Oleh karena itu disini penulis akan membahas tetantang bagaimana paradigma Wahdatul ‘Ulum
hadir sebagai usaha penyatuan ilmu kembali dalam membentuk manusia yang pandai
bermoderasi yaitu dapat menyeimbangkan sikap keagamaan ataupun mengambil keputusan
dalam dua keadaan baik menyangkut agama maupun sosial.

PENUTUP
3.1 KESIMPULAN

Wahdatul ‘Ulum adalah kesatuan ilmu-ilmu yang mempunyai landasan prinsip- prinsip
diantaranya: Ilmu itu harus menjadikan pengembangnya semakin dekat dengan Tuhan,
Menjadikan wahyu sebagai pintu masuk pertama.Ilmu-ilmu agama harus menerima ilmu
pengetahuan nonagama yang terkait, Ilmu-ilmu modern harus menerima prinsip-prinsip tauhid
dan menghargai local wisdom.

Ilmu yang tidak di integrasikan akan mempunyai dampak yang kurang baik, karena ilmu
dipandang sebagai kekuatan atau kekuasaan.
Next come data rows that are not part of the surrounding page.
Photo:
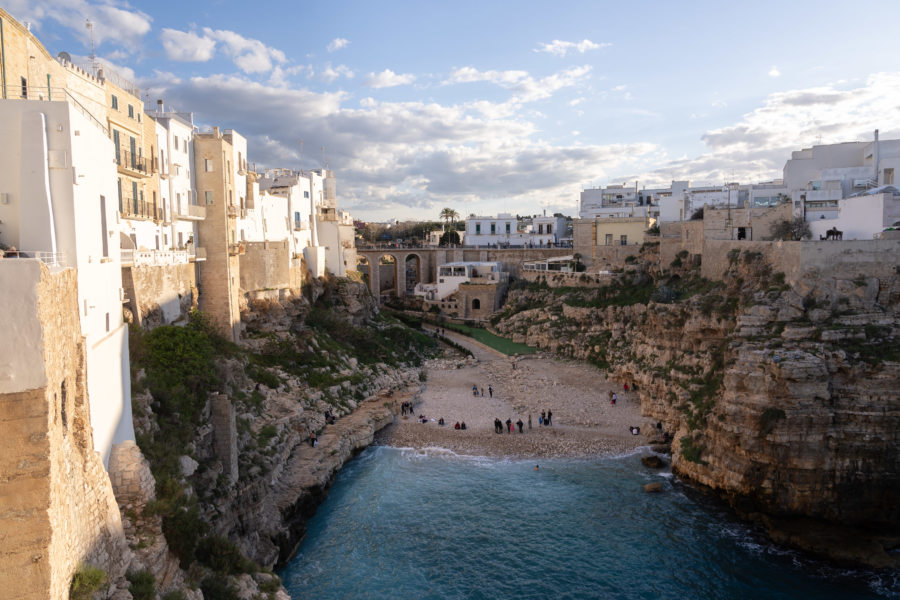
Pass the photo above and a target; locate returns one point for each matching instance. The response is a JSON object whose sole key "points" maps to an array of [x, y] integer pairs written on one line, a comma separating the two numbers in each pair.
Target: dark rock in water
{"points": [[653, 461]]}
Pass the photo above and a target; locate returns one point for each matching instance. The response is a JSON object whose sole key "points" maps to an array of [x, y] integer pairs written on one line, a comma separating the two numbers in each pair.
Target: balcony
{"points": [[140, 209], [191, 212], [132, 164], [196, 254]]}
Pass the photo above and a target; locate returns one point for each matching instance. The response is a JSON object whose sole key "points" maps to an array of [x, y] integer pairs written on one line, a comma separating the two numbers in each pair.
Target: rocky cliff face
{"points": [[236, 472], [783, 399]]}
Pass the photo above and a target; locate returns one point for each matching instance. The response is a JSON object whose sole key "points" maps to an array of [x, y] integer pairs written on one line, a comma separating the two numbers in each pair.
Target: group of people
{"points": [[510, 426], [490, 391], [546, 418]]}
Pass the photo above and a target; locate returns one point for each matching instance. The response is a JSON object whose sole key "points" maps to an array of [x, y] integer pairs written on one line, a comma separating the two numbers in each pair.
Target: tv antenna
{"points": [[89, 25]]}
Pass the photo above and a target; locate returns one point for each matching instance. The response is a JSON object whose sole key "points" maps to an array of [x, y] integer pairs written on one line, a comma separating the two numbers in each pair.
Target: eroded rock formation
{"points": [[784, 399]]}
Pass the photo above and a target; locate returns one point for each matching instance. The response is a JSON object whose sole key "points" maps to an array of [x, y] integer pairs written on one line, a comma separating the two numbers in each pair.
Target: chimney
{"points": [[876, 158]]}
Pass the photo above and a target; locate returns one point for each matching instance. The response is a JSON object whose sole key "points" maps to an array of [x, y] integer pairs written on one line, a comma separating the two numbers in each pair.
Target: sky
{"points": [[503, 106]]}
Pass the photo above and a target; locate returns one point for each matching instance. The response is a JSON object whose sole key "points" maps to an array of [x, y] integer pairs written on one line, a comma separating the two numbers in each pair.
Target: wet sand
{"points": [[584, 422]]}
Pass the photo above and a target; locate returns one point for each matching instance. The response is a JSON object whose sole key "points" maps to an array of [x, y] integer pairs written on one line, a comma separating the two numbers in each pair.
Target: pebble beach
{"points": [[584, 423]]}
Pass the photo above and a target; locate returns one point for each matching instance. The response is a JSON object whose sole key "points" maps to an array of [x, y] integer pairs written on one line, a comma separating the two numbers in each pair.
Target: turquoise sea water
{"points": [[430, 524]]}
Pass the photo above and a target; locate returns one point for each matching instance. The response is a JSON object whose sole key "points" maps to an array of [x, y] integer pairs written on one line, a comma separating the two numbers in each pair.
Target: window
{"points": [[104, 235]]}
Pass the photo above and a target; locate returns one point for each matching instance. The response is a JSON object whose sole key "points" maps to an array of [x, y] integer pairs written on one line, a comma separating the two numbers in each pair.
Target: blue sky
{"points": [[490, 107]]}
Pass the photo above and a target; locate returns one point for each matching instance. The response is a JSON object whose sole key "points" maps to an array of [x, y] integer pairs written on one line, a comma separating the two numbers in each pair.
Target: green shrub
{"points": [[691, 450], [86, 580], [141, 584], [216, 588], [221, 555]]}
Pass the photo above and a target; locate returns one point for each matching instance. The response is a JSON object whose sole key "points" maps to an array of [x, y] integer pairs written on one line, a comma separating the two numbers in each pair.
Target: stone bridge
{"points": [[424, 262]]}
Sedangkan Untuk yang di integrasikan ilmu di
pandang sebagai tanggung jawab.

Wahdatul ‘Ulum sebagai paradigma keilmuan baru yang menyatukan bukan hanya sekedar
menggabungkan wahyu Tuhan dan temuan pikiran manusia, tetapi ini membuktikan bahwa peran
agama dan ilmu pengetahuan tidak akan berakibat mengecilkan peran Tuhan atau mengucilkan
manusia.
Strategi yang akan di laksanakan dalam rangka penerapan konsep Wahdatul ‘Ulum di UIN
Sumatera Utara ada beberapa tahapan. Di antaranya, merumuskan konsep filosofis (Wahdatul
‘Ulum), menerjemahkan konsep filosofis kedalam nomenklatur perguruan tinggi, mengarahkan
kearah ilmu yang kita iginkan, Menyusun buku ajar atau modul pelajaran, dan menyediakan
fasilitas belajar sesuai dengan konsep filosofis.

3.2 SARAN

Tentunya terhadap penulis sudah menyadari jika dalam penyusunan makalah di atas masih
banyak ada kesalahan serta jauh dari kata sempurna. Adapun nantinya penulis akan segera
melakukan perbaikan susunan makalah itu dengan menggunakan pedoman dari beberapa sumber
dan kritik yang bisa membangun dari para pembaca.

PENUTUP
Demikianlan makalah ini kami susun, kami sadar masih banyak kesalahan dan
kekurangan baik dalam penyusunan maupun penyampaian dalam makalah ini, maka dari itu
kritik dan saran yang membangun sangat kami harapkan guna memperbaiki penyusunan makalah
selanjutnnya. Semoga makalah ini bermanfaat bagi kita semua. Aamiin

DAFTAR PUSTAKA

Syahrin Harahap, dkk. Wahdatul ‘Ulum: Paradigma Integrasi Keilmuan dan Karakter Lulusan
Universitas Islam Negeri (UIN) Sumatera Utara, (Medan: Perdana Publishing, 2018), h. 15.